Beefy Boxes and Bandwidth Generously Provided by pair Networks
Keep It Simple, Stupid
 
PerlMonks  

Re: Is it safe to use external strings for regexes?

by LanX (Sage)
on Oct 06, 2021 at 14:02 UTC ( #11137261=note: print w/replies, xml ) Need Help??


in reply to Is it safe to use external strings for regexes?

> My question is whether this is safe to do or not

I'm not sure if you ask if your code or if foreign regexes "are safe".

In the latter case, there are three issues I'm aware of

  1. code injection by string interpolation, like /@{[ do_evil() ]}/
  2. code injection by regex, like /(?{ do_evil() })/
  3. exponential time regexes with excessive backtracking, something like /((x*)*)*/ IIRC

the first two cases might be solved by introspection/blacklisting regex-ops first, the latter probably only by experimenting with a hard limit on runtime.

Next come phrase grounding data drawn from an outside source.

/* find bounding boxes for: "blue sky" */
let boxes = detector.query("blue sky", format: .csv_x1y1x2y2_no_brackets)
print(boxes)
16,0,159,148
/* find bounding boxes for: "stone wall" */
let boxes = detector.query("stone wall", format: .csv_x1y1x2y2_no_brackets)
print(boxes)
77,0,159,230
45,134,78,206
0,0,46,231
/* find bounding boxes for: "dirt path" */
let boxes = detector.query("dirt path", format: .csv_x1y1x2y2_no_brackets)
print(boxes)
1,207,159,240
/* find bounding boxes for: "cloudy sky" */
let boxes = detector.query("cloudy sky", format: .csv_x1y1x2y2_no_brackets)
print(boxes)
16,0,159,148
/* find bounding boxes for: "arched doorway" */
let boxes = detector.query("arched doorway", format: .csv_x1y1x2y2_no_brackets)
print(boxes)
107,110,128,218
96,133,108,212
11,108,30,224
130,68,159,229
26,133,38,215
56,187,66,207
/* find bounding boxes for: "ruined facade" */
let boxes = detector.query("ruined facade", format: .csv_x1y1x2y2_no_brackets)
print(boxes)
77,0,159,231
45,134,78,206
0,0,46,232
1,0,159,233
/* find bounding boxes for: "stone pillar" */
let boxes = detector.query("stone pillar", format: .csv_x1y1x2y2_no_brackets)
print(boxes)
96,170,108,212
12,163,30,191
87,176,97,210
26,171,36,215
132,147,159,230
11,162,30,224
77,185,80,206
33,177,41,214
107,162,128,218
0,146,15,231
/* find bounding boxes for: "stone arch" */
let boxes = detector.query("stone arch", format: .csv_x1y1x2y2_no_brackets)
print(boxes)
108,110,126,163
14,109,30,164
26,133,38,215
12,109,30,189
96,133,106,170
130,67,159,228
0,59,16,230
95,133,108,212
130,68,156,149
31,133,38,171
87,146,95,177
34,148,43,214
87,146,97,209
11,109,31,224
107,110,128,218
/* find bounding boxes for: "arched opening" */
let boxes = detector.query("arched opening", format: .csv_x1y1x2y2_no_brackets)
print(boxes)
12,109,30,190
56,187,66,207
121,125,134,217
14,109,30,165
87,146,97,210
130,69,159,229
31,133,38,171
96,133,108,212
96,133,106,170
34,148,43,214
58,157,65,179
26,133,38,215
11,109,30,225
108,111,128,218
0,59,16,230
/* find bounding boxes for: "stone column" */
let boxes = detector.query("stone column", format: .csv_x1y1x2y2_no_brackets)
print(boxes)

NB: it's even possible to "hide" a BEGIN block inside a regex, we had this discussion about 10 years ago, I'll update a link.

Edit: We had regularly similar discussions over the years, you might want to Super Search the archives.

Cheers Rolf
(addicted to the Perl Programming Language :)
Wikisyntax for the Monastery

updates

) here --> Re: Vulnerabilities when editing untrusted code... (Komodo)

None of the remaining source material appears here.